Composta para o disco "Berro" (1976), a canção levanta, entre outros temas, a relação entre cidade e a sobrevivência de sua memória. Se une a outros hinos da música brasileira onde o mar do Ceará é personagem, casos de "Mucuripe" (Belchior e Fagner), "Terral" e "Beira Mar" (estas também de Ednardo).
Sem qualquer tipo de reforma no correr das décadas, o local tornou-se símbolo dos moradores daquela região. Ponto de encontro com o pôr do sol, uma nova geração criou o costume de ocupar a Ponte Velha e realizar saltos no mar. "Faz muito tempo que eu não vejo o verde daquele mar quebrar. Nas longarinas da ponte velha que ainda não caiu", descreve o poeta cearense sobre saudade e luta contra o abandono.
Ponte Velha e poesia
A cantora, compositora e jornalista Mona Gadelha situa como a música é capaz, enquanto linguagem artística, de atuar na preservação da história de um lugar. O cancioneiro do Brasil, desde seus primórdios, tem sido uma expressão exuberante da memória, explica
"Nossa história está toda nas narrativas das canções. Olha, por exemplo, 'O Canto das Três Raças' (de Mauro Duarte e Paulo Pinheiro, eternizado por Clara Nunes): 'Esse canto que devia ser um canto de alegria/soa apenas como um soluçar de dor'. E o cancioneiro cearense também está repleto de exemplos que mostram essa relação história/lugar/canção, não só referenciando o Ceará, mas o país", adentra.

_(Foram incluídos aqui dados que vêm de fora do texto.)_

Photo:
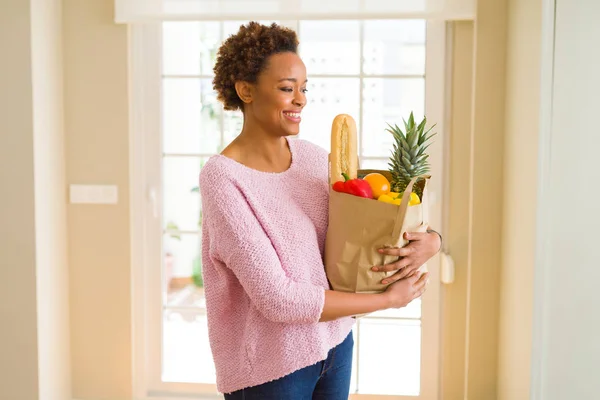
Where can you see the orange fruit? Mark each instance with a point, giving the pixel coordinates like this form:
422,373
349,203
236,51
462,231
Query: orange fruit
379,184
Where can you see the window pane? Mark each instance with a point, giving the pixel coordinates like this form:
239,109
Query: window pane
233,122
190,116
394,47
186,350
181,48
390,357
190,48
328,97
330,47
182,262
388,101
181,208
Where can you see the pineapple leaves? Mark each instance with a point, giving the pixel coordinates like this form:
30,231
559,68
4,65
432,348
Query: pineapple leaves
409,157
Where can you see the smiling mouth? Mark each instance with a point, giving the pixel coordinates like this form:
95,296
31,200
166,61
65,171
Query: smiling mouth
292,116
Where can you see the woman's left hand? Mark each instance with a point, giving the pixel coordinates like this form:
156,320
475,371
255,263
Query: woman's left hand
421,247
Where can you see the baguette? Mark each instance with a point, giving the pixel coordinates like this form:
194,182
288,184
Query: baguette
343,157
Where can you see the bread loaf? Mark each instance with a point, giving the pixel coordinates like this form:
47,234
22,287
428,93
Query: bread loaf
343,157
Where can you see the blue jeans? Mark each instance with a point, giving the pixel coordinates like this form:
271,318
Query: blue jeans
326,380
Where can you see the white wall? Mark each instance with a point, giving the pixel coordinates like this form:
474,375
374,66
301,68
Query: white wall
34,330
54,367
567,324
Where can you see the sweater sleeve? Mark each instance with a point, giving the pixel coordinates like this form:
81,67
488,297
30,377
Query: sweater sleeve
238,241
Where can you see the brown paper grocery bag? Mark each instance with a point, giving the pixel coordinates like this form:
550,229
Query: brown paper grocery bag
358,227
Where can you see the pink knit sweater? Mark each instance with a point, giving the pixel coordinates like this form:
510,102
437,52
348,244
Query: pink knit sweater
262,259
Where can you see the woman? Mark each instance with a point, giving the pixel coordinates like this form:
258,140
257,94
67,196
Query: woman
276,329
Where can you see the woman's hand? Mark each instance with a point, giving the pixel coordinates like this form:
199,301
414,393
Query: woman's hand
421,247
404,291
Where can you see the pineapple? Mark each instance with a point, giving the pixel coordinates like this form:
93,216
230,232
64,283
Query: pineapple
408,157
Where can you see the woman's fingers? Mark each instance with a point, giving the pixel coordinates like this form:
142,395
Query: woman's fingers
403,273
397,251
401,263
420,286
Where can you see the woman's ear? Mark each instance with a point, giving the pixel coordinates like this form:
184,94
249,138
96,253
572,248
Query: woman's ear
245,91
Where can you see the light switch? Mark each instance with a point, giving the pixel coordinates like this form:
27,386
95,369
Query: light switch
93,194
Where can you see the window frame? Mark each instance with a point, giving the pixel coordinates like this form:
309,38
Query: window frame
145,54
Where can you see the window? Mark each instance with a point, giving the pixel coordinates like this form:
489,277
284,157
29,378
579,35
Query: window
376,71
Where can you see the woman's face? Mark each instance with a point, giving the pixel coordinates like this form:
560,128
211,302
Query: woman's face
279,95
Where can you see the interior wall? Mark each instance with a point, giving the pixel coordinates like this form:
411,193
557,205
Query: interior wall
50,201
471,304
520,170
97,143
567,271
18,305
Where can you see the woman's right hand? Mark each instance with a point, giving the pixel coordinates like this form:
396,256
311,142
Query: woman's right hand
405,290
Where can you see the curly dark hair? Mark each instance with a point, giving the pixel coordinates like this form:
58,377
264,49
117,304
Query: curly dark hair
243,56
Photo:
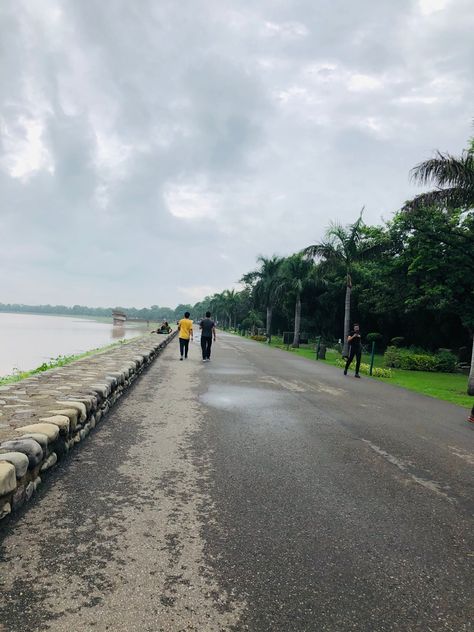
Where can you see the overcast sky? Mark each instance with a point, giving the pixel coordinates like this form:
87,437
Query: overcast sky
150,150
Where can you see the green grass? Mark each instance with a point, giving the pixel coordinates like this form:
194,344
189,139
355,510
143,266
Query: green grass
450,387
54,363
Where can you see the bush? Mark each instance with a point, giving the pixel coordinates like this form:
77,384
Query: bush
365,368
397,341
419,360
446,361
374,337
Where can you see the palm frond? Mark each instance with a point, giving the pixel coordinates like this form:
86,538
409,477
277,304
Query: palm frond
454,197
445,170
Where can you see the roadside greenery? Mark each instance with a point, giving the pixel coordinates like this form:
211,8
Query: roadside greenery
449,387
409,281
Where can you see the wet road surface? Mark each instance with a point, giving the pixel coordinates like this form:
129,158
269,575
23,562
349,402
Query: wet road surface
257,492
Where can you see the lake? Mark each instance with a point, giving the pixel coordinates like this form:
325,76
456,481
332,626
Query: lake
28,340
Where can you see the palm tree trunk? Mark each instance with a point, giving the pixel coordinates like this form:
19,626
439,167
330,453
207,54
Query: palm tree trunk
296,338
470,384
347,318
269,323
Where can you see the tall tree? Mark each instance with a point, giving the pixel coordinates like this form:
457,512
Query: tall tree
342,247
297,273
453,178
267,283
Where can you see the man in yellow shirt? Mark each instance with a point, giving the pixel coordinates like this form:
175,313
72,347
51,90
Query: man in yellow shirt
185,329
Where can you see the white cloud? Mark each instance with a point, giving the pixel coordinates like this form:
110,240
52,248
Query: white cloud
364,83
221,131
427,7
191,201
24,151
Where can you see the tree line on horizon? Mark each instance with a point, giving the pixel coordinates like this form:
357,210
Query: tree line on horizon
411,278
153,313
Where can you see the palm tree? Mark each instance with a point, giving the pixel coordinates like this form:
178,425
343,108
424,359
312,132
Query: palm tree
343,247
454,181
297,272
453,178
267,284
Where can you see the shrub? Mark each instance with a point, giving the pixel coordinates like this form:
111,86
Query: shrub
390,357
365,368
374,337
397,341
446,361
419,360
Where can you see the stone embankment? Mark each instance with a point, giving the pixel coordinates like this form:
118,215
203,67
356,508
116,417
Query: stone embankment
45,416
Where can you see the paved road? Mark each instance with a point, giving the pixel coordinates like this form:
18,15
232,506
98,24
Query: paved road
258,492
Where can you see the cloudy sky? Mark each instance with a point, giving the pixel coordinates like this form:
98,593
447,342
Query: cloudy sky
150,150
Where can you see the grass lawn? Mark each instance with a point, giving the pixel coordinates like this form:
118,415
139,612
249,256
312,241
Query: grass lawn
450,387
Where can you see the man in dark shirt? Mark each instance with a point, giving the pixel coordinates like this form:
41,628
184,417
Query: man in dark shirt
208,333
355,349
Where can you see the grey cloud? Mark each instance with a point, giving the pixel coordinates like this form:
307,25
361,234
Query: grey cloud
260,122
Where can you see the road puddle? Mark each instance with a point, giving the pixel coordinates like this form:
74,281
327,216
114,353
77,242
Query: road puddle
239,397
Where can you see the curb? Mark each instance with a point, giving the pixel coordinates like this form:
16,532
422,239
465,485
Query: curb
43,417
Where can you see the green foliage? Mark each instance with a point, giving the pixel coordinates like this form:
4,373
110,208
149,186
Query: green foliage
374,337
54,363
446,361
365,368
153,313
413,360
397,341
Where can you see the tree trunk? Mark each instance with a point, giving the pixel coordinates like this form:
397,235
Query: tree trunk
269,323
347,319
296,338
470,384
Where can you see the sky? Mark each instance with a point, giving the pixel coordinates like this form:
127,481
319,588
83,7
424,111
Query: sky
151,150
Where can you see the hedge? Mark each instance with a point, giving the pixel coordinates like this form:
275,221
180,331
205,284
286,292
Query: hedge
413,360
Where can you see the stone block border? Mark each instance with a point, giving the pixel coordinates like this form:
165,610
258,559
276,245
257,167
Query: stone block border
45,416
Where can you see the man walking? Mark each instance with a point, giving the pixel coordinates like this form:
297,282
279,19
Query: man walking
185,329
208,333
355,349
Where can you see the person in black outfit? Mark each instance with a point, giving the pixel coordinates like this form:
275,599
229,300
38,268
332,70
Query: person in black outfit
208,333
355,349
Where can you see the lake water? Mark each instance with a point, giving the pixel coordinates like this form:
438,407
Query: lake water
27,340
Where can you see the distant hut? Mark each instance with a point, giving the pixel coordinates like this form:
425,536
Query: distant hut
119,317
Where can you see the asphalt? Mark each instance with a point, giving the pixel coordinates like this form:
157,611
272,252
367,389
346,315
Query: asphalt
258,492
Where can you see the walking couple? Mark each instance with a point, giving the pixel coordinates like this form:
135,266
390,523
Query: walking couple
208,334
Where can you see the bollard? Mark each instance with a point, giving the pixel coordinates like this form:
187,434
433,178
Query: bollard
318,347
372,357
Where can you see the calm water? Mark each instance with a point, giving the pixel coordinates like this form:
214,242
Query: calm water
26,340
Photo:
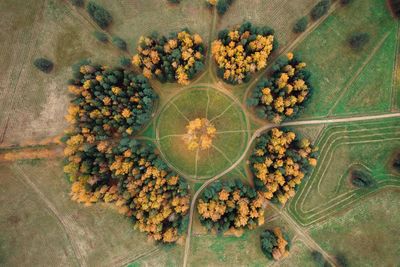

Em 2011, Mona assinou o disco "Praia Lírica, um tributo à canção cearense dos anos 70". Reunindo 12 clássicos cearenses, como “Paralelas” (Belchior), “Retrato marrom” (Rodger Rogério e Fausto Nilo) e “Flor da paisagem” (Robertinho do Recife e Fausto Nilo), o registro também traz leitura de "Longarinas".
Segundo Mona, no álbum "Berro", que nos apresenta "Longarinas", Ednardo faz uma verdadeira viagem lírica-memorialista-afetiva ao Ceará. Esta perspectiva conceitual é completada com a presença das pérolas "Artigo 26", "Passeio Público" e "Padaria Espiritual".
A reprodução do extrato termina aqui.